To turn now to the difficult subject of the Pythagorean mathematico-metaphysical philosophy. Aristotle tells us in the Metaphysics that "the Pythagoreans, as they are called, devoted themselves to mathematics, they were the first to advance this study, and having been brought up in it they thought its principles were the principles of all things . . ."​11 They had the enthusiasm  p33 of the early students of an advancing science, and they were struck by the importance of number in the world. All things are numerable, and we can express many things numerically. Thus the relation between two related things may be expressed according to numerical proportion: order between a number of ordered subjects may be numerically expressed, and so on. But what seems to have struck them particularly was the discovery that the musical intervals between the notes on the lyre may be expressed numerically. Pitch may be said to depend on number, in so far as it depends on the lengths, and the intervals on the scale may be expressed by numerical ratios.​12 Just as musical harmony is dependent on number, so it might be thought that the harmony of the universe depends on number. The Milesian cosmologists spoke of a conflict of opposites in the universe, and the musical investigations of the Pythagoreans may easily have suggested to them the idea of a solution to the problem of "conflict" through the concept of number. Aristotle says: "since they saw that the attributes and the ratios of the musical scales were expressible in numbers; since then all other things seemed in their whole nature to be modelled after numbers, and numbers seemed to be the first things in the whole of nature, and the whole heaven to be a musical scale and a number."13

Now Anaximander had produced everything from the Unlimited or Indeterminate, and Pythagoras combined with this notion that of the Limit, or τὸ πέρας, which gives form to the Unlimited. This is exemplified in music (in health too, where the limit is the "tempering," which results in the harmony that is health), in which proportion and harmony are arithmetically expressible. Transferring this to the world at large, the Pythagoreans spoke of the cosmical harmony. But, not content with stressing the important part played by numbers in the universe, they went further and declared that things are numbers.

This is clearly not an easy doctrine to understand, and it is a hard saying that all things are numbers. What did the Pythagoreans mean by this? First of all, what did they mean by numbers, or how did they think of numbers? This is an  p34 important question, for the answer to it suggests one reason why the Pythagoreans said that things are numbers. Now, Aristotle tells us that (the Pythagoreans) hold that the elements of number are the even and the odd, and of these the former is unlimited and the latter limited; and the I proceeds from both of these (for it is both even and odd), and number from the I; and the whole heaven, as has been said, is numbers."​14 Whatever precise period of Pythagorean development Aristotle may be referring to, and whatever be the precise interpretation to be put on his remarks concerning the even and the odd, it seems clear that the Pythagoreans regarded numbers spatially. One is the point, two is the line, three is the surface, four is the solid.​15 To say than that all things are numbers, would mean that "all bodies consist of points or units in space, which when taken together constitute a number."​16 That the Pythagoreans regarded numbers in this way is indicated by the "tetraktys," a figure which they regarded as sacred. FIGURE

This figure shows to the eye that ten is the sum of one, two, three and four; in other words, of the first four integers. Aristotle tells us that Eurytus used to represent numbers by pebbles, and it is in accord with such a method of representation that we get the "square" and the "oblong" numbers.​17 If we start with one and add odd numbers successively in the form of "gnomons," we get square numbers, 2 FIGURES

while if we start with two and add even numbers, we then get oblong numbers.

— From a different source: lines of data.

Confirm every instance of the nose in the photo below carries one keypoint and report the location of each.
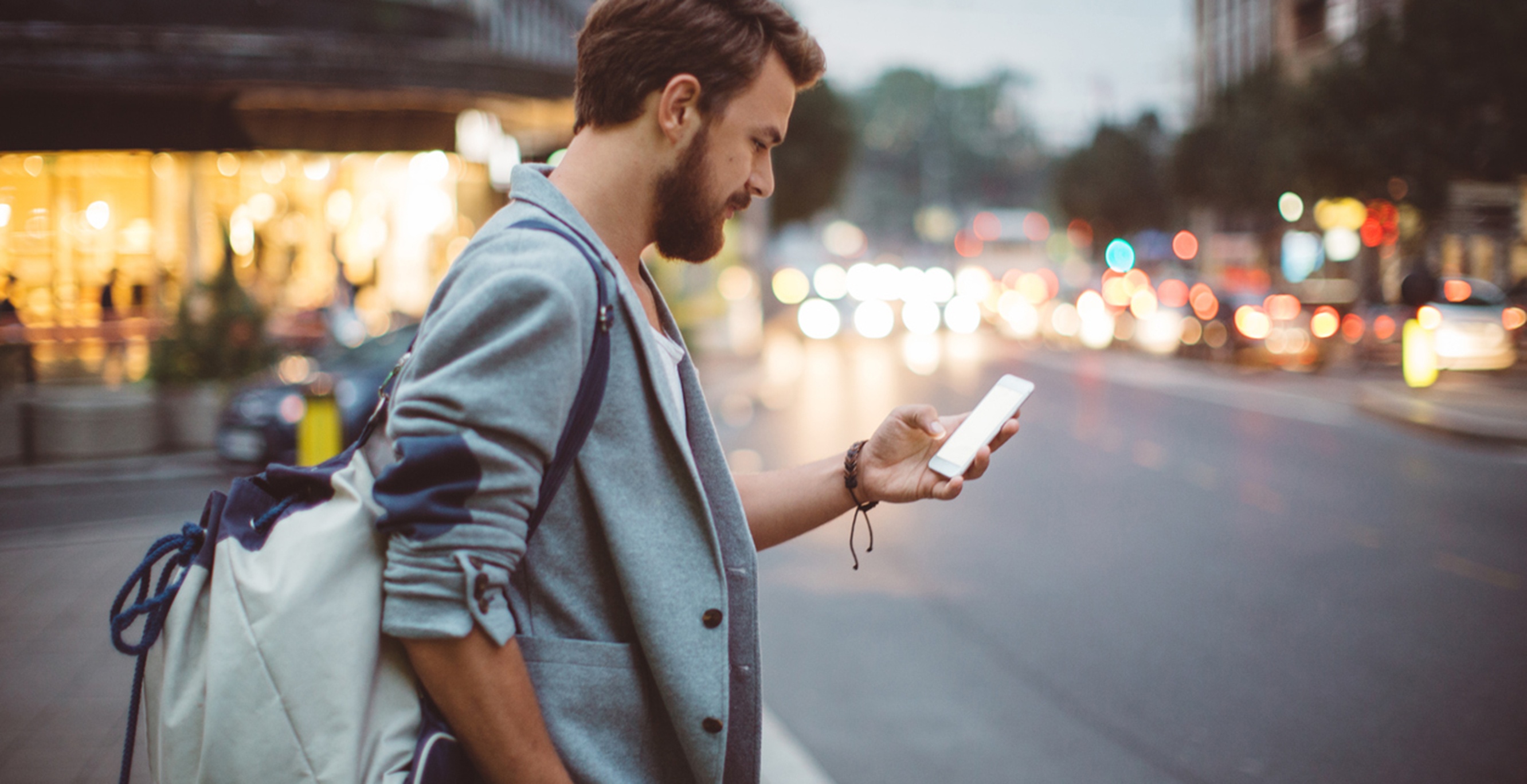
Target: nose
(761, 182)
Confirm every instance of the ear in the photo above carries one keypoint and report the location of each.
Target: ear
(679, 107)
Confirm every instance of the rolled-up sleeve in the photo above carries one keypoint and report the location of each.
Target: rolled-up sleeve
(474, 426)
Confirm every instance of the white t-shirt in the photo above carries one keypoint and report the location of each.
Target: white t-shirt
(674, 356)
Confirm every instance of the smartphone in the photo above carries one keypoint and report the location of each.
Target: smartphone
(981, 426)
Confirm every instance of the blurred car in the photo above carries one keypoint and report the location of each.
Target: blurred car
(1471, 335)
(260, 421)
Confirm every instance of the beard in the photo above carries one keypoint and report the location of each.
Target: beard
(689, 220)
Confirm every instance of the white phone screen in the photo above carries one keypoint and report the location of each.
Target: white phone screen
(981, 426)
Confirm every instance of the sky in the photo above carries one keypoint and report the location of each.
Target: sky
(1086, 60)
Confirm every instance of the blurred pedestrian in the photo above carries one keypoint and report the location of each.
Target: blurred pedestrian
(620, 644)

This use of figured numbers or connection of numbers with geometry clearly makes it easier to understand how the Pythagoreans regarded things as being numbers, and not merely as  p35 being numerable. They transferred their mathematical conceptions to the order of material reality. Thus "by the juxtaposition of several points a line is generated, not merely in the scientific imagination of the mathematician, but in external reality also; in the same way the surface is generated by the juxtaposition of several lines, and finally the body by the combination of several surfaces. Points, lines and surfaces are therefore the real units which compose all bodies in nature, and in this sense all bodies must be regarded as numbers. In fact, every material body is an expression of the number Four (τετρακτύς), since it results, as a fourth term, from three constituent elements (Points, Lines, Surface)."​18 But how far the identification of things with numbers is to be ascribed to the habit of representing numbers by geometrical patterns, and how far to an extension to all reality of Pythagorean discoveries in regard to music, it is extremely difficult to say. Burnet thinks that the original identification of things with numbers was due to an extension of the discovery that musical sounds can be reduced to numbers, and not to an identification of numbers with geometrical figures.​19 Yet if objects are regarded — as the Pythagoreans apparently regarded them — as sums of material quantitative points, and if, at the same time, numbers are regarded geometrically as sums of points, it is easy to see how the further step, that of identifying objects with numbers, could be taken.20

Aristotle, in this above-quoted passage, declares that the Pythagoreans held that "the elements of number are the even and the odd, and of these the former is unlimited and the latter limited." How do the limited and the unlimited come into the picture? For the Pythagoreans the limited cosmos or world is surrounded by the unlimited or boundless cosmos (air) which it "inhales." The objects of the limited cosmos are thus not pure limitation, but have an admixture of the unlimited. From this point of view too, then, it is but an easy step to the identification of numbers with things, the even being identified with the unlimited and the odd with the limited. A contributory explanation may be seen in the fact that the odd gnomons (cf. figures) conserve a fixed quadratic  p36 shape (limited), while the even gnomons present a continually changing rectangular ships (unlimited).21

When it came to assigning definite numbers to definite things, scope was naturally allowed for all manner of arbitrary caprice and fancy. For example, although we may be able to see more or less why justice should be declared to be four, it is not so easy to see why καιρός should be seven or animation six. Five is declared to be marriage, because five is the product of three — the first masculine number, and two — the first feminine number. However, in spite of all these fanciful elements the Pythagoreans made a real contribution to mathematics. A knowledge of "Pythagoras' Theorem" as a geometrical fact is shown in Sumerian computations: the Pythagoreans, however, as Proclus remarked,​22 transcended mere arithmetical and geometrical facts, and digested them into a deductive system, though this was at first, of course, of an elementary nature. "Summing up the Pythagorean geometry, we may say that it covered the bulk of Euclid's Books I, II, IV, VI (and probably III), with the qualification that the Pythagorean theory of proportion was inadequate in that it did not apply to incommensurable magnitudes."​23 The theory which did solve this last arose under Eudoxus in the Academy.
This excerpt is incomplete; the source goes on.